Though often impossible to move out of the forefront of your mind, these past actions do not have to act as our identity. We are more than that as long as we allow ourselves to be. We can not change what has already happened but can change what we do next.
Our words this week come from Nas’ track “One Love” off of his 1994 classic, Illmatic.
The lines are:
“But, yo, guess who got shot in the dome piece?
Jerome’s niece on her way home from Jones Beach
It’s bugged, plus Little Rob is selling drugs on the dime
Hanging out with young thugs that all carry 9s
And night time is more trife than ever
What up with Cormega? Did you see him? Are y’all together?”
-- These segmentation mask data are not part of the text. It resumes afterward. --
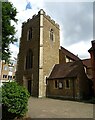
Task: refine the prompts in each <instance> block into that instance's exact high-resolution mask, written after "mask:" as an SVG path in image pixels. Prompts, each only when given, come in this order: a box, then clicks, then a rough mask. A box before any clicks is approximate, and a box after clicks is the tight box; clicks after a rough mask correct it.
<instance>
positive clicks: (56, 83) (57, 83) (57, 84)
mask: <svg viewBox="0 0 95 120" xmlns="http://www.w3.org/2000/svg"><path fill="white" fill-rule="evenodd" d="M55 88H58V81H57V80H55Z"/></svg>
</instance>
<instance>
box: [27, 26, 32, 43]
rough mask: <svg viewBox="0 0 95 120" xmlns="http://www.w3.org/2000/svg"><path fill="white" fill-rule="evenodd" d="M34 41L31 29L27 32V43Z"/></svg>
mask: <svg viewBox="0 0 95 120" xmlns="http://www.w3.org/2000/svg"><path fill="white" fill-rule="evenodd" d="M31 39H32V28H30V29H29V30H28V32H27V41H30V40H31Z"/></svg>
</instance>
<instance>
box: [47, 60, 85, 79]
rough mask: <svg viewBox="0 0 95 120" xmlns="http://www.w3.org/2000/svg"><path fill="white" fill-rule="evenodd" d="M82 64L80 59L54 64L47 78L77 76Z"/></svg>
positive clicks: (71, 76) (51, 78)
mask: <svg viewBox="0 0 95 120" xmlns="http://www.w3.org/2000/svg"><path fill="white" fill-rule="evenodd" d="M81 68H83V64H82V62H81V61H75V62H68V63H65V64H56V65H55V66H54V68H53V70H52V72H51V74H50V76H49V78H47V79H57V78H65V77H77V75H78V74H79V72H80V70H82V69H81Z"/></svg>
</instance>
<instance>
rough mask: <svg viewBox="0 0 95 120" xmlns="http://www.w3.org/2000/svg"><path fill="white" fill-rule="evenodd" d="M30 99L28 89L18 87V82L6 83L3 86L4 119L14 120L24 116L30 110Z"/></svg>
mask: <svg viewBox="0 0 95 120" xmlns="http://www.w3.org/2000/svg"><path fill="white" fill-rule="evenodd" d="M28 99H29V93H28V91H27V90H26V88H24V87H22V86H20V85H18V84H17V83H16V82H9V83H4V85H3V86H2V117H3V119H6V118H7V119H13V118H15V117H17V118H19V117H22V116H24V115H25V113H26V112H27V110H28V109H27V106H28ZM5 117H6V118H5ZM10 117H11V118H10Z"/></svg>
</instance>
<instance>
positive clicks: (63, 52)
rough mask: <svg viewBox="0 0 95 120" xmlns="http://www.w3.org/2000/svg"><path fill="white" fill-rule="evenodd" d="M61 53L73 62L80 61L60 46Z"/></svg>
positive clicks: (72, 54)
mask: <svg viewBox="0 0 95 120" xmlns="http://www.w3.org/2000/svg"><path fill="white" fill-rule="evenodd" d="M61 51H62V52H63V53H64V54H65V55H66V56H68V57H69V58H71V59H73V60H74V61H77V60H80V59H79V57H78V56H76V55H74V54H73V53H71V52H70V51H68V50H67V49H65V48H63V47H62V46H61Z"/></svg>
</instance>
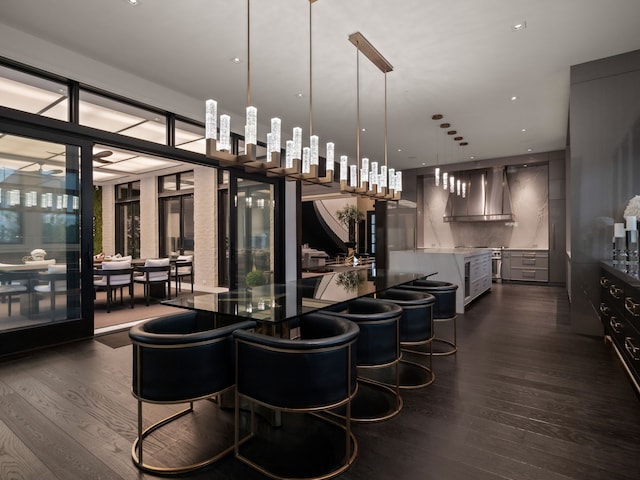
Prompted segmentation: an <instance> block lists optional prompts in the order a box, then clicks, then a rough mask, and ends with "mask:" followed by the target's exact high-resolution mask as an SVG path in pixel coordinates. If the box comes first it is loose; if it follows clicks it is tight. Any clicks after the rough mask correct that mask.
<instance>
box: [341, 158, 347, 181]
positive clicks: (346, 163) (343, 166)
mask: <svg viewBox="0 0 640 480" xmlns="http://www.w3.org/2000/svg"><path fill="white" fill-rule="evenodd" d="M348 161H349V158H348V157H347V156H346V155H341V156H340V181H341V182H346V181H347V180H349V178H348V177H349V165H348Z"/></svg>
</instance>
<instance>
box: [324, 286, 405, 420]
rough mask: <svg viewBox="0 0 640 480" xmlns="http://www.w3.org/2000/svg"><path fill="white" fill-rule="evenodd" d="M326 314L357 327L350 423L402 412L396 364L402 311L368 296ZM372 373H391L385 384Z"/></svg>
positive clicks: (393, 305)
mask: <svg viewBox="0 0 640 480" xmlns="http://www.w3.org/2000/svg"><path fill="white" fill-rule="evenodd" d="M328 311H330V312H331V314H332V315H336V316H339V317H342V318H346V319H347V320H351V321H352V322H354V323H356V324H357V325H358V327H360V334H359V335H358V341H357V342H356V365H357V367H358V383H359V388H358V393H357V394H356V396H355V398H354V399H353V401H352V403H351V420H352V421H354V422H377V421H383V420H388V419H390V418H393V417H395V416H396V415H397V414H398V413H400V410H402V397H401V396H400V377H399V368H398V364H399V362H400V359H401V357H402V355H401V352H400V319H401V317H402V308H400V307H399V306H398V305H396V304H395V303H392V302H388V301H385V300H378V299H375V298H370V297H363V298H357V299H355V300H351V301H350V302H349V303H347V304H346V305H337V306H335V307H330V308H329V309H328ZM376 370H383V371H386V372H388V371H390V370H392V372H393V373H392V374H391V375H392V378H393V380H391V381H390V382H389V383H386V382H381V381H379V380H377V379H375V378H371V375H370V373H371V372H375V371H376Z"/></svg>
The textual cadence of these words is only a shadow of the spoken delivery, but the internal rhymes and crisp colloquiality of Nas’ lyrics are undeniable. Illmatic is full of dense, image intensive verses but the stylized envisioning of letters to jailed friends found on “One Love” has always stood out to me. The conversational relation of urban tragedy/reality is presented with such familiarity and frankness that I instantly relate to the unnamed recipient of Nas’ news. I feel the sadness of a little girl from the neighborhood being shot dead while walking home. I feel the anger of knowing another young kid from the block is getting involved in the same nonsense that killed that innocent child. I feel the guarded closeness between separated male friends, the commrodary of shared struggle. The clear-eyed bitterness and empathetic realism in Nas’ lyrics on Illmatic is part of the reason the record is a masterpiece, but the unique creative vision and flawless execution on “One Love” make it a touchstone for urban storytelling in my eyes/ears/mind.
This week’s Wordsmith Wednesday is an excerpt from Cursive’s song “The Great Decay” off their album Burst and Bloom.
“This is the bed I’ve made/
This is the grave where I will lay/
These are the hands where I will bury my face.
I don’t believe in wasting time/
Searching for truth you never find/
Nobody moves we live in the great decay.
All these ghost towns share a name/
All these strangers look the same/
Day after day after day.”
Tim Kasher grasps at the mundane and uneventfulness that often encompasses life. The sameness that we experience and feel everywhere we go. Through these lyrics he points directly, with his index finger, at the parts of life that can tear us down and waste our time. This pointedness acts as a calling to break the cycle of monotony and progress forward toward a world, or even just a life, more exciting and different. To push past the tedium that wears one down and create a place unique from all the rest.
After a brief hiatus for the holidaze, we’re back with another Wordsmith Wednesday. This week we’re highlighting a lyric from Bully’s song “Milkman” off their 2015 debut record Feels Like.
The lines are:
“I could be a milkman,
Or I could get up and could be what I want to be”
Alicia Bognanno’s words deftly engage an anxiety that exists around work and worth in our culture that discourages many people from even attempting to do anything that doesn’t translate directly into (a sense of) financial stability. There’s a stigma against pursuing any type of “dream” that doesn’t fit neatly into an American Dream of prosperity through practicality that it seems is all but dead. When I’ve felt discouraged or lazy this past year, especially in regards to the magazine or my own writing, I’ve tapped these lines for some motivation. Some days are easier than others, but I’m still trying to get up every day.